Nifty Gateway hosted a Pak NFT sale that makes them the most expensive living artist, knocking Jeff Koons off the top spot.
Or so says Nifty Gateway.
The curiously designed sale brought in $91.8 million with 28,000 people buying 266,445 units of a Pak artwork that can, in theory, be combined into a single NFT, owned by a single buyer.
The intricacies get more complicated as the sale—or “merge,” as Pak calls it—is broken down.
According to Artnet News,
The event began on December 2, when buyers were invited to buy stakes of the work that could later be accumulated into a greater “mass.” Prices started at $299 for buyers who already owned works by Pak. Later, after the sale was opened to anyone, the price jumped to $575 per share and increased by $25 an hour through the end of the auction.

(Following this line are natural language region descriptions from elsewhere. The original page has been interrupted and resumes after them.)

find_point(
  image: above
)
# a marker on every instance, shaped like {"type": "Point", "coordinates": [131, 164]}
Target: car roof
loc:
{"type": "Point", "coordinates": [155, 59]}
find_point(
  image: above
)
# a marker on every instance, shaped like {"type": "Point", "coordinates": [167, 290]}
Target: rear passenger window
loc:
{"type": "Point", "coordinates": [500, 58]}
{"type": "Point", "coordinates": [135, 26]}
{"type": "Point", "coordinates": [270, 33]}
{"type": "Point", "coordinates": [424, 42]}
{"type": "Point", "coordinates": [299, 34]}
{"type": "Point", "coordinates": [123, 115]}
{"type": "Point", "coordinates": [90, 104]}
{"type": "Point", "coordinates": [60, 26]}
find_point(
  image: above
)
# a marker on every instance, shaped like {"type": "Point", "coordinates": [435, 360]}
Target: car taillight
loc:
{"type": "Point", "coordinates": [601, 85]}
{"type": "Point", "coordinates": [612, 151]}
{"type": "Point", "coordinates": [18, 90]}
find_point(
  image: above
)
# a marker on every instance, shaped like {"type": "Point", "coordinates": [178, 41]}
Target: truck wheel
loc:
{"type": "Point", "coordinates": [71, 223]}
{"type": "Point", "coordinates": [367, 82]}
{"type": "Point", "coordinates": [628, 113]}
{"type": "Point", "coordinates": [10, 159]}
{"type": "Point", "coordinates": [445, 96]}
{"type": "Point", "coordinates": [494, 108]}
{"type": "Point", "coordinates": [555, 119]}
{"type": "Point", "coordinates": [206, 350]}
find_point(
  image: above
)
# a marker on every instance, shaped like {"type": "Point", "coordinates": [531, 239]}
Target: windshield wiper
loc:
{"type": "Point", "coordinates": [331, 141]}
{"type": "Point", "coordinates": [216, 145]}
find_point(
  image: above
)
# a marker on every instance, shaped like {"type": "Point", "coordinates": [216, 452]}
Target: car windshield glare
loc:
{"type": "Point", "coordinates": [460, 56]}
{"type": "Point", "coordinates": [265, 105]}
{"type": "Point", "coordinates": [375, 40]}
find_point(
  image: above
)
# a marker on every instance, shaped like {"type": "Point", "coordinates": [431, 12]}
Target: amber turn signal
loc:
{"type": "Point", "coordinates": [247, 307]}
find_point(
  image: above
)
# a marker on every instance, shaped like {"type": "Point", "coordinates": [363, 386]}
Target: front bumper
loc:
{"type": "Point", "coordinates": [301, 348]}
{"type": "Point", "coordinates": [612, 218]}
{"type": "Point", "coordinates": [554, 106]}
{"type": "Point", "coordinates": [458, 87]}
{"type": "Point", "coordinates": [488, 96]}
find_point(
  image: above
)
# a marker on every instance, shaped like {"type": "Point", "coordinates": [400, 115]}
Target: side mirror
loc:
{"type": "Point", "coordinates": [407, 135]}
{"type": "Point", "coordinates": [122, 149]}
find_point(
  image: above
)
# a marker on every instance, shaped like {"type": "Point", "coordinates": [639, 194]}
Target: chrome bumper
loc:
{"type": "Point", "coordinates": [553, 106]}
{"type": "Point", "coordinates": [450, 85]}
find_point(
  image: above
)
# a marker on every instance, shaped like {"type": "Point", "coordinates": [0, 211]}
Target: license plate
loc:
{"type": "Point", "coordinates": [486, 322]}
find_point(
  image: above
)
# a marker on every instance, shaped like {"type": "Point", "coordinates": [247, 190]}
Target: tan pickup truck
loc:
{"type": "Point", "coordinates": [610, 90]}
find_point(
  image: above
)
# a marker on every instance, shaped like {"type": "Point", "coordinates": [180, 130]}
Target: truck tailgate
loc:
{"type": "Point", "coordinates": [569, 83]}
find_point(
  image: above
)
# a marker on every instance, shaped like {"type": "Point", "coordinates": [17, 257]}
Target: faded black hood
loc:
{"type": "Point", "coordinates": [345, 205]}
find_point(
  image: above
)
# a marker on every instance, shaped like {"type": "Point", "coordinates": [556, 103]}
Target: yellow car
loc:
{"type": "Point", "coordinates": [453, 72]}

Nifty Gateway offered price breaks for anyone buying in bulk: buy 10, get one free; buy 1,000, get 300 free. Sales were tracked on a leaderboard showing who had acquired the most “mass” until the sale ended on December 4.

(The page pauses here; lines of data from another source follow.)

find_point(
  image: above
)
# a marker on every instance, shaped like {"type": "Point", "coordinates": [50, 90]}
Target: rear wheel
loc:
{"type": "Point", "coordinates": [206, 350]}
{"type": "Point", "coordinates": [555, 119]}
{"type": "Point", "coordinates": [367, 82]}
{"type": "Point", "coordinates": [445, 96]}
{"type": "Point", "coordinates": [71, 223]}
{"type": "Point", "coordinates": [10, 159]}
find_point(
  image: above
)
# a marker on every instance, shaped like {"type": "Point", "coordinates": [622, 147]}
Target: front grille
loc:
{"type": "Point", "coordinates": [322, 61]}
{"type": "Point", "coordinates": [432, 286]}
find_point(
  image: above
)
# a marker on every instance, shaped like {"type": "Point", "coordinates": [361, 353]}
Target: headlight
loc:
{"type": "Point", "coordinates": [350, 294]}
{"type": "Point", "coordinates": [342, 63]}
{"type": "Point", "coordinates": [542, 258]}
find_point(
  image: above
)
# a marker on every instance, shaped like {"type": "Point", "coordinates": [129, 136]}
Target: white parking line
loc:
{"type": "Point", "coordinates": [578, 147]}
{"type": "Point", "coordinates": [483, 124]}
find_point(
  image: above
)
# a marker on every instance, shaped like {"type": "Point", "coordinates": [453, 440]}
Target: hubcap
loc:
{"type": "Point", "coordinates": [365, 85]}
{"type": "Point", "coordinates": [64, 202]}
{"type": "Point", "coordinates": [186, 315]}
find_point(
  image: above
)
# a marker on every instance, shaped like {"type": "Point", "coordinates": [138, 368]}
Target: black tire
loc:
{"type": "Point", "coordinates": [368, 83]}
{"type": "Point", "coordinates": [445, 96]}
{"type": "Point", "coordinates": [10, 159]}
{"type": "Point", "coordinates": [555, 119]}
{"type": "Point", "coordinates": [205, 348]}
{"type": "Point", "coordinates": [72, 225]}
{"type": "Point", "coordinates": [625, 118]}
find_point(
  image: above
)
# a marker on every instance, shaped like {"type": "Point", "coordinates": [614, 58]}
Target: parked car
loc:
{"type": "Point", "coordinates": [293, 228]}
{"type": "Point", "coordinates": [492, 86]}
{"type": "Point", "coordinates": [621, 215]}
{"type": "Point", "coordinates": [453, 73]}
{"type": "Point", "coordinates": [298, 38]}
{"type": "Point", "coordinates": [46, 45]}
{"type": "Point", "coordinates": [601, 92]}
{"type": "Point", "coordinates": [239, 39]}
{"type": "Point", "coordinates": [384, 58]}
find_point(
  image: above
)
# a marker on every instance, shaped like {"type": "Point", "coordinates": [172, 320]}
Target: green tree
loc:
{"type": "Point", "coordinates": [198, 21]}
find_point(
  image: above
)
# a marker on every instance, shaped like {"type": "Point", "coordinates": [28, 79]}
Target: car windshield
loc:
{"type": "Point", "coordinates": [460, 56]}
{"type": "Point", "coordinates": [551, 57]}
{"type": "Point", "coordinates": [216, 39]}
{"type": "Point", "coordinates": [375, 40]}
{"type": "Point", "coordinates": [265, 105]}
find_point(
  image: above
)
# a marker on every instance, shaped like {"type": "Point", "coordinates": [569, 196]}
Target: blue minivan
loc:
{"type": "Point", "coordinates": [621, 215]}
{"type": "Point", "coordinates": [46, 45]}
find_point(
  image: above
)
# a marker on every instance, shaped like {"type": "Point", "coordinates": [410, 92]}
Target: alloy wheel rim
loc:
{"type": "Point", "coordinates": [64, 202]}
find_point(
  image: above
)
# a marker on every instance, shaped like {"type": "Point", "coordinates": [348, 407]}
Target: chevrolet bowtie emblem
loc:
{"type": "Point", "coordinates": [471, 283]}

The resulting NFTs were minted over the following days, each worth the total number of shares purchased by any single buyer. The NFT that ends up with the largest “mass” is the alpha, which could conceivably grow if its owner buys more shares from another collector on the secondary market.
Adding yet another twist, if any portion is resold to a buyer with other portions, the corresponding NFTs that are traded are then destroyed and “amassed” into the new, larger work, which conceivably grows in value.

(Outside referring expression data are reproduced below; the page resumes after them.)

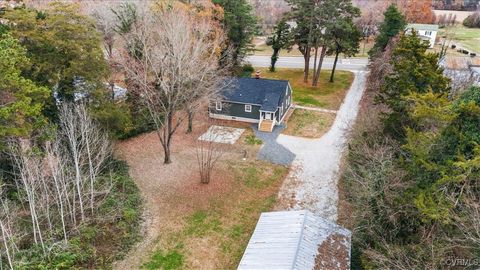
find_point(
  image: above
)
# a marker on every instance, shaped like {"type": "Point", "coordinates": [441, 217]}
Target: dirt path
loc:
{"type": "Point", "coordinates": [313, 183]}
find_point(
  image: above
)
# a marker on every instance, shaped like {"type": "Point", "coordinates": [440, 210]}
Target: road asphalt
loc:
{"type": "Point", "coordinates": [354, 64]}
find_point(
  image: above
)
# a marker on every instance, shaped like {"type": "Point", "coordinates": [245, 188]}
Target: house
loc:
{"type": "Point", "coordinates": [427, 32]}
{"type": "Point", "coordinates": [297, 240]}
{"type": "Point", "coordinates": [254, 100]}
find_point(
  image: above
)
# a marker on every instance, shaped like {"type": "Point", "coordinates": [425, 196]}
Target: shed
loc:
{"type": "Point", "coordinates": [297, 240]}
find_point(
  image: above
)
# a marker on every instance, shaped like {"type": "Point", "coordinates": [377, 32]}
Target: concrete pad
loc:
{"type": "Point", "coordinates": [221, 134]}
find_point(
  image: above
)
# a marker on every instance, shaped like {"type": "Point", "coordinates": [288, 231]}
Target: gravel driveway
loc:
{"type": "Point", "coordinates": [313, 182]}
{"type": "Point", "coordinates": [271, 150]}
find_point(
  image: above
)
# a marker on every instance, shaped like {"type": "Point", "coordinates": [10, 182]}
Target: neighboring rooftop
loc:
{"type": "Point", "coordinates": [266, 93]}
{"type": "Point", "coordinates": [297, 240]}
{"type": "Point", "coordinates": [426, 27]}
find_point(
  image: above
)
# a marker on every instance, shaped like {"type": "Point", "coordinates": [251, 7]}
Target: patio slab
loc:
{"type": "Point", "coordinates": [221, 134]}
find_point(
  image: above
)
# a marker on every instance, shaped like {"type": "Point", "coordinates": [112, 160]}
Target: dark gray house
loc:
{"type": "Point", "coordinates": [253, 100]}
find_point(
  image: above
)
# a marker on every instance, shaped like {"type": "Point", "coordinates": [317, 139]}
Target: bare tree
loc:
{"type": "Point", "coordinates": [89, 148]}
{"type": "Point", "coordinates": [172, 60]}
{"type": "Point", "coordinates": [209, 149]}
{"type": "Point", "coordinates": [8, 245]}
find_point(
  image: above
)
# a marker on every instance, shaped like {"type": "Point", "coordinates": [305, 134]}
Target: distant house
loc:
{"type": "Point", "coordinates": [297, 240]}
{"type": "Point", "coordinates": [254, 100]}
{"type": "Point", "coordinates": [427, 32]}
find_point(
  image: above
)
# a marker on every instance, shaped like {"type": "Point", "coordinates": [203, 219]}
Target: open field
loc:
{"type": "Point", "coordinates": [192, 225]}
{"type": "Point", "coordinates": [326, 95]}
{"type": "Point", "coordinates": [309, 124]}
{"type": "Point", "coordinates": [263, 49]}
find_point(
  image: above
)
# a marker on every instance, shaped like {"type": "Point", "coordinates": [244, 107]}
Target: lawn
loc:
{"type": "Point", "coordinates": [469, 38]}
{"type": "Point", "coordinates": [326, 95]}
{"type": "Point", "coordinates": [219, 231]}
{"type": "Point", "coordinates": [190, 225]}
{"type": "Point", "coordinates": [309, 124]}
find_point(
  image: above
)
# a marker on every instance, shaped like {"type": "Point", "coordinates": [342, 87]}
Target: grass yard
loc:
{"type": "Point", "coordinates": [190, 225]}
{"type": "Point", "coordinates": [309, 124]}
{"type": "Point", "coordinates": [326, 95]}
{"type": "Point", "coordinates": [469, 38]}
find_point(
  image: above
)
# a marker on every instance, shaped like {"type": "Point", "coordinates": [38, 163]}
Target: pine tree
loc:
{"type": "Point", "coordinates": [281, 39]}
{"type": "Point", "coordinates": [414, 71]}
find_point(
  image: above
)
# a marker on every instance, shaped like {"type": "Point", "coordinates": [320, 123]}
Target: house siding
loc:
{"type": "Point", "coordinates": [237, 110]}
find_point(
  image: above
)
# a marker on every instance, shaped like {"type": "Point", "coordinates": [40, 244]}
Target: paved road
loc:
{"type": "Point", "coordinates": [298, 62]}
{"type": "Point", "coordinates": [313, 182]}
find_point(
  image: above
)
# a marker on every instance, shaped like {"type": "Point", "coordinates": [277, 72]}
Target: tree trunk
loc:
{"type": "Point", "coordinates": [190, 121]}
{"type": "Point", "coordinates": [274, 59]}
{"type": "Point", "coordinates": [316, 76]}
{"type": "Point", "coordinates": [306, 56]}
{"type": "Point", "coordinates": [334, 66]}
{"type": "Point", "coordinates": [166, 150]}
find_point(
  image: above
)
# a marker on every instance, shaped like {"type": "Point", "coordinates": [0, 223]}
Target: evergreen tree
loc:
{"type": "Point", "coordinates": [414, 71]}
{"type": "Point", "coordinates": [21, 101]}
{"type": "Point", "coordinates": [240, 25]}
{"type": "Point", "coordinates": [345, 38]}
{"type": "Point", "coordinates": [393, 24]}
{"type": "Point", "coordinates": [281, 39]}
{"type": "Point", "coordinates": [64, 49]}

The combined NFTs would make it pricier than Koons’s Rabbit (1986), which sold at Christie’s in 2019 for $91 million.
So, who is Pak?
The enigmatic digital artist was brought into the art world’s upper echelons in April of this year through a high-profile, three-day online auction at Sotheby’s that totaled $17 million.
According to The Wall Street Journal,
The sale also stood out to art-market insiders because the creator behind it all isn’t well known to galleries or museums.
The fact that Sotheby’s elevated the artist with a solo sale anyway is the latest sign of Pak’s ascendance as the Pied Piper of virtual art—a creator long hailed by a new generation of digital artists and crypto investors whose purchasing power could ultimately affect art values overall.
Everything about Pak is deliberately opaque—much like the cryptocurrency markets that propelled the artist’s career. Pak is a pseudonym for an anonymous artist or possibly a team of creators. The artist, who the auction house says prefers the pronouns they/them, won’t say—and the artist’s online fans don’t appear to care.
Some digital-art websites such as Behance have listed Pak as hailing from Istanbul. Others on Twitter claim Pak is Pakistani without offering evidence, while digital sleuths in lengthy Reddit debates have tracked Pak’s sites’ IP addresses to Istanbul and Amsterdam.
Pak’s social-media avatar is a zero, and the artist’s nickname is “The Nothing.”